DIAGNOSIS: Never Mind Welcome

Step 1: Initial Diagnosis (External Problem) – Memory Loss
Jesus’ instruction to his disciples makes good sense: “If they welcome you they welcome me,” he says. But why these words about welcome? Wasn’t this notion of welcome one that had existed as far back as Israel could remember? Welcome was precisely how Jews practiced hospitality. Ah, but the reason Jesus advised the disciples about welcome was because Israel had lost its memory for welcome. God’s people had forgotten that the way strangers and sojourners came to know God’s graciousness was through the open hand of his people receiving others into their homes and caring for them.

Step 2: Advanced Diagnosis (Internal Problem) – Rejecting the Message
So were God’s people simply forgetful. Was their sin simply one of omission? Or was this a more active rejection-one in which not only the sojourner was disregarded but also God’s expectation for welcome? If the latter was the case, then the disciples might have something to worry about. If they carried Jesus’ words into the world, and received no welcome-had no place to lay their heads, they might fail to accomplish their mission; and, consequently, Jesus would not be known, and neither would his Father who sent him. A lot was at stake for the disciples regarding this message and this ministry.

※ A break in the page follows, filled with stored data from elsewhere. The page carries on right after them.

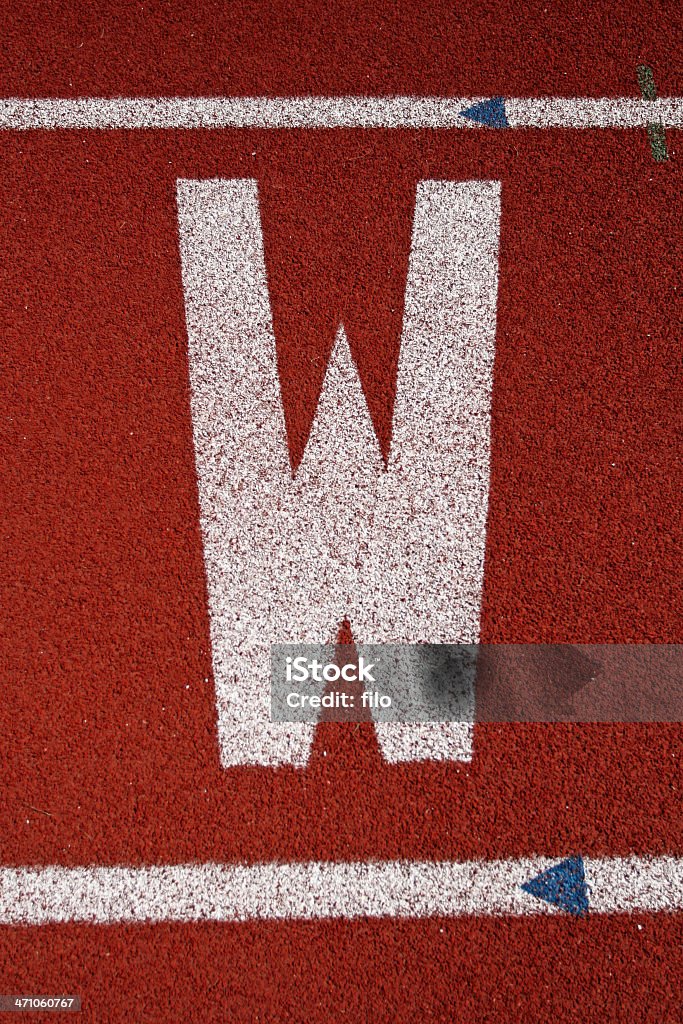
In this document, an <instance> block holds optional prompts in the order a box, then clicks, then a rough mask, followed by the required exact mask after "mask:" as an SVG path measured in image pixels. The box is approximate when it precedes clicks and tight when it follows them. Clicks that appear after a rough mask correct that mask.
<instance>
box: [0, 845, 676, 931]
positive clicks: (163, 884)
mask: <svg viewBox="0 0 683 1024" xmlns="http://www.w3.org/2000/svg"><path fill="white" fill-rule="evenodd" d="M553 863H556V861H552V860H549V859H548V858H545V857H533V858H521V859H519V860H498V861H469V862H464V863H455V862H447V861H445V862H443V861H441V862H438V861H437V862H433V863H432V862H413V861H369V862H366V863H334V862H314V861H311V862H307V863H289V864H287V863H285V864H282V863H268V864H253V865H242V864H237V865H230V864H213V863H208V864H172V865H165V866H153V867H101V866H88V867H61V866H49V867H3V868H0V925H47V924H52V923H62V922H90V923H93V924H100V925H113V924H121V923H125V922H147V923H161V922H165V921H177V922H199V921H217V922H241V921H253V920H257V921H264V920H274V921H278V920H323V919H332V918H348V919H352V918H365V916H369V918H433V916H442V918H451V916H458V915H463V914H496V915H502V914H508V915H528V914H558V913H564V911H562V910H559V909H557V908H556V907H554V906H551V905H550V904H548V903H546V902H544V901H543V900H540V899H537V898H536V897H535V896H531V895H530V894H528V893H526V892H524V890H523V889H521V888H520V886H521V885H522V883H524V882H527V881H528V880H529V879H531V878H533V877H535V876H537V874H539V873H540V872H541V871H544V870H546V869H547V868H548V867H551V866H552V865H553ZM584 866H585V872H586V883H587V885H588V887H589V889H588V892H589V902H590V909H589V913H590V914H594V913H634V912H639V911H640V912H648V913H651V912H659V911H670V912H671V911H677V910H678V911H680V910H682V909H683V859H681V858H676V857H653V858H649V857H627V858H605V859H590V858H589V859H585V860H584Z"/></svg>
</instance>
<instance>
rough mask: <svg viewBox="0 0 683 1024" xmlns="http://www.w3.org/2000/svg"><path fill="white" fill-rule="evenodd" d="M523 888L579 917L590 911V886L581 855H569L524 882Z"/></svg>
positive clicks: (583, 863)
mask: <svg viewBox="0 0 683 1024" xmlns="http://www.w3.org/2000/svg"><path fill="white" fill-rule="evenodd" d="M521 888H522V889H523V890H524V892H527V893H530V894H531V896H536V897H537V898H538V899H543V900H545V901H546V903H552V904H553V906H559V907H560V909H562V910H567V911H568V912H569V913H573V914H574V916H577V918H582V916H583V915H584V914H586V913H588V886H587V885H586V877H585V873H584V861H583V859H582V858H581V857H567V858H566V860H563V861H561V863H559V864H555V866H554V867H549V868H548V870H547V871H543V872H542V873H541V874H537V877H536V878H535V879H530V880H529V881H528V882H524V883H523V884H522V887H521Z"/></svg>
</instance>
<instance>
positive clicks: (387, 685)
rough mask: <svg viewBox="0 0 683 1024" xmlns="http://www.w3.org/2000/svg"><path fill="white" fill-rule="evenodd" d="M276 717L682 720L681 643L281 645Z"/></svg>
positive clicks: (599, 720)
mask: <svg viewBox="0 0 683 1024" xmlns="http://www.w3.org/2000/svg"><path fill="white" fill-rule="evenodd" d="M270 716H271V720H272V721H273V722H316V721H318V719H323V720H325V719H327V720H331V721H349V722H359V721H368V720H370V719H372V720H373V721H375V722H465V723H471V722H475V721H476V722H681V721H683V645H681V644H357V645H355V646H354V645H351V644H341V645H335V644H325V645H315V644H273V645H272V646H271V700H270Z"/></svg>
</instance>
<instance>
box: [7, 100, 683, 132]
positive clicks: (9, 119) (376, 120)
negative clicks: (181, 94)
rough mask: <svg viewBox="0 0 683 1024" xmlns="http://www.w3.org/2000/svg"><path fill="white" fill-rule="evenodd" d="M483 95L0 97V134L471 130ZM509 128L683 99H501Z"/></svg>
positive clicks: (556, 121)
mask: <svg viewBox="0 0 683 1024" xmlns="http://www.w3.org/2000/svg"><path fill="white" fill-rule="evenodd" d="M484 101H485V97H481V96H479V97H476V96H475V97H470V98H459V97H438V96H386V97H375V96H334V97H327V96H293V97H269V96H246V97H238V96H214V97H211V96H207V97H184V96H178V97H175V96H173V97H156V98H155V97H141V98H132V97H130V98H129V97H121V98H114V99H100V98H82V99H23V98H6V99H0V130H1V129H5V130H7V129H8V130H12V131H28V130H33V129H55V128H76V129H89V128H93V129H117V128H123V129H147V128H167V129H168V128H478V127H480V125H478V124H476V123H475V122H473V121H470V120H467V119H466V118H463V117H461V114H462V112H463V111H465V110H467V109H468V108H469V106H472V105H474V104H476V103H480V102H484ZM505 109H506V115H507V119H508V123H509V125H510V127H511V128H645V127H646V126H647V125H649V124H652V123H656V124H660V125H663V126H664V127H665V128H682V127H683V98H682V97H680V96H667V97H660V98H658V99H654V100H647V99H634V98H630V97H607V96H603V97H598V98H585V97H578V98H568V97H566V98H565V97H535V98H530V99H523V98H510V99H506V100H505Z"/></svg>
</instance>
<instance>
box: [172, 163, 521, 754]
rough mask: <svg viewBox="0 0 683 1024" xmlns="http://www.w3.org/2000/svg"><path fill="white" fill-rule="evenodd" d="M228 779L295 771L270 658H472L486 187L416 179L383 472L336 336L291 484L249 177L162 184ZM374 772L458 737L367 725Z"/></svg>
mask: <svg viewBox="0 0 683 1024" xmlns="http://www.w3.org/2000/svg"><path fill="white" fill-rule="evenodd" d="M177 199H178V224H179V234H180V255H181V262H182V280H183V291H184V297H185V318H186V325H187V338H188V354H189V374H190V386H191V413H193V426H194V438H195V454H196V461H197V475H198V481H199V495H200V506H201V522H202V536H203V542H204V559H205V566H206V575H207V584H208V594H209V612H210V624H211V644H212V655H213V671H214V680H215V686H216V706H217V720H218V736H219V744H220V754H221V763H222V764H223V766H224V767H231V766H236V765H244V764H260V765H270V766H275V765H279V764H294V765H304V764H305V763H306V761H307V760H308V755H309V751H310V746H311V742H312V739H313V732H314V726H313V725H308V724H300V723H297V724H286V723H282V722H279V723H273V722H271V721H270V708H269V703H270V700H269V698H270V688H269V676H270V644H271V643H315V644H325V643H330V642H334V639H335V637H336V635H337V632H338V630H339V626H340V624H341V622H342V621H343V620H344V618H345V617H348V620H349V621H350V624H351V629H352V632H353V636H354V639H355V640H356V641H357V642H358V643H360V644H366V643H417V642H424V643H476V642H477V640H478V635H479V615H480V607H481V591H482V585H483V560H484V549H485V529H486V509H487V501H488V463H489V407H490V394H492V387H493V368H494V354H495V345H496V300H497V292H498V241H499V223H500V207H501V186H500V182H498V181H465V182H453V181H421V182H420V183H419V184H418V188H417V197H416V208H415V220H414V225H413V240H412V248H411V259H410V266H409V273H408V283H407V289H405V304H404V316H403V328H402V334H401V343H400V355H399V360H398V373H397V382H396V400H395V408H394V417H393V434H392V441H391V452H390V456H389V464H388V467H387V470H386V472H385V471H384V465H383V462H382V457H381V453H380V447H379V443H378V441H377V438H376V436H375V432H374V429H373V425H372V420H371V417H370V413H369V411H368V407H367V403H366V398H365V396H364V393H362V388H361V386H360V381H359V378H358V374H357V371H356V368H355V366H354V364H353V360H352V358H351V354H350V351H349V348H348V345H347V342H346V337H345V334H344V330H343V326H342V327H340V329H339V332H338V335H337V345H336V348H335V351H334V354H333V356H332V358H331V361H330V365H329V367H328V370H327V374H326V378H325V382H324V386H323V391H322V395H321V398H319V402H318V407H317V411H316V415H315V419H314V422H313V425H312V428H311V432H310V436H309V438H308V443H307V445H306V449H305V452H304V456H303V459H302V462H301V465H300V466H299V467H298V470H297V472H296V475H295V476H294V478H293V476H292V471H291V468H290V462H289V454H288V449H287V438H286V430H285V417H284V413H283V407H282V400H281V394H280V381H279V377H278V360H276V354H275V338H274V335H273V330H272V323H271V313H270V302H269V298H268V289H267V280H266V268H265V262H264V255H263V240H262V232H261V224H260V217H259V208H258V191H257V182H256V181H253V180H249V179H240V180H220V179H215V180H208V181H194V180H180V181H178V187H177ZM377 733H378V740H379V743H380V746H381V748H382V752H383V755H384V757H385V758H386V759H387V760H388V761H390V762H399V761H425V760H470V759H471V756H472V726H471V724H469V723H467V722H465V723H460V722H439V723H425V724H415V723H411V724H409V725H403V724H398V723H391V724H382V725H378V727H377Z"/></svg>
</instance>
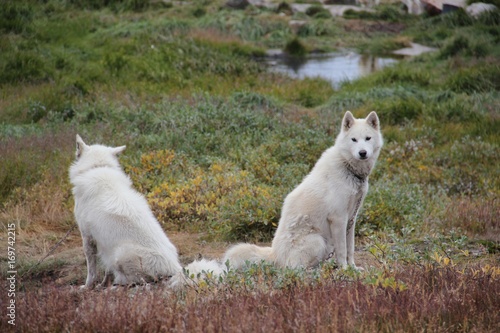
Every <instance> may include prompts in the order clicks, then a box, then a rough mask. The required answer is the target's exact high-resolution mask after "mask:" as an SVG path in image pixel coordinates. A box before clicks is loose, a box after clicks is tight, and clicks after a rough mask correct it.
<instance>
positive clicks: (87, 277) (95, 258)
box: [82, 235, 97, 289]
mask: <svg viewBox="0 0 500 333" xmlns="http://www.w3.org/2000/svg"><path fill="white" fill-rule="evenodd" d="M82 238H83V252H84V253H85V259H86V260H87V280H86V281H85V285H84V286H82V288H90V289H92V288H93V287H94V282H95V281H96V280H97V245H96V243H95V240H94V239H93V238H92V237H91V236H83V235H82Z"/></svg>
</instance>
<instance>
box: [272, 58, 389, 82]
mask: <svg viewBox="0 0 500 333" xmlns="http://www.w3.org/2000/svg"><path fill="white" fill-rule="evenodd" d="M397 61H398V60H397V59H394V58H382V57H375V56H371V55H360V54H357V53H353V52H351V53H347V54H338V53H335V54H332V53H330V54H321V55H313V56H310V57H307V58H295V57H279V58H274V59H269V60H268V61H267V63H268V64H269V65H270V70H271V71H275V72H279V73H285V74H287V75H289V76H291V77H293V78H298V79H303V78H306V77H308V78H314V77H320V78H323V79H326V80H328V81H330V82H331V83H332V86H333V87H334V88H336V89H337V88H338V87H339V86H340V84H341V83H342V82H345V81H351V80H354V79H357V78H359V77H361V76H365V75H368V74H370V73H373V72H375V71H377V70H380V69H381V68H383V67H385V66H387V65H390V64H393V63H396V62H397Z"/></svg>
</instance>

Step 3: Final Diagnosis (Eternal Problem) – Dead Messenger
This ministry was much more risky than they could have anticipated. And Jesus warned them of that. But it wasn’t until they saw Jesus-the messenger from the Father, who preached welcome to all-hanging from the cross, that they saw just how risky it really was. The message about Jesus and the arrival of God’s kingdom was threatening. And few listeners liked to have their world rattled so hard. So they killed the messenger. And if that was the way they received God’s own Son (who was more than a prophet or a righteous person), the disciples hardly had a hope.

PROGNOSIS: Resurrecting Welcome

Step 4: Initial Prognosis (Eternal Solution) – Welcome Message
The disciples hardly had a hope. That is, until Jesus met them on the other side of his grave. Met them and welcomed them into a new life and ministry. In this post-resurrection ministry, not even closed doors and rejection could stop Jesus’ message from enduring. Jesus had endured the cross and grave for the disciples and, even more curiously and wonderfully, for the sake of the same unwelcoming world that had killed him. Could there be any more welcome message than that? God had gone all the way to the grave to bring his enemies back into his fold; now that was a message worth sharing!

Step 5: Advanced Prognosis (Internal Solution) – Receiving the Message
That message moved the disciples to welcome Jesus back into their lives-despite the despair and disbelief they had faced at the cross, despite their pre-resurrection dismissal of the ministry with which Jesus had entrusted them. On this side of the resurrection they understood: The Father truly had sent the Son, Jesus. And now Jesus graciously was sending them to inform the world. It’s the very same commission that we modern-day disciples bear. And, because the first disciples bore the gospel to us in faith, we welcome that Word and bear it to the world.

Step 6: Final Prognosis (External Solution) – The Door to Welcome
Jesus welcomed the disciples to carry the message. But the disciples-then and now-aren’t the only people for whom the message is intended. Jesus died for the “little ones” so that they too might be connected to the Son and so the Father. And even if that welcome begins with a mere cup of water, nevertheless through the kindness of God’s faithful people strangers and sojourners are coming to know God’s graciousness. And the door is opened to receiving the Messenger and, consequently, the Message.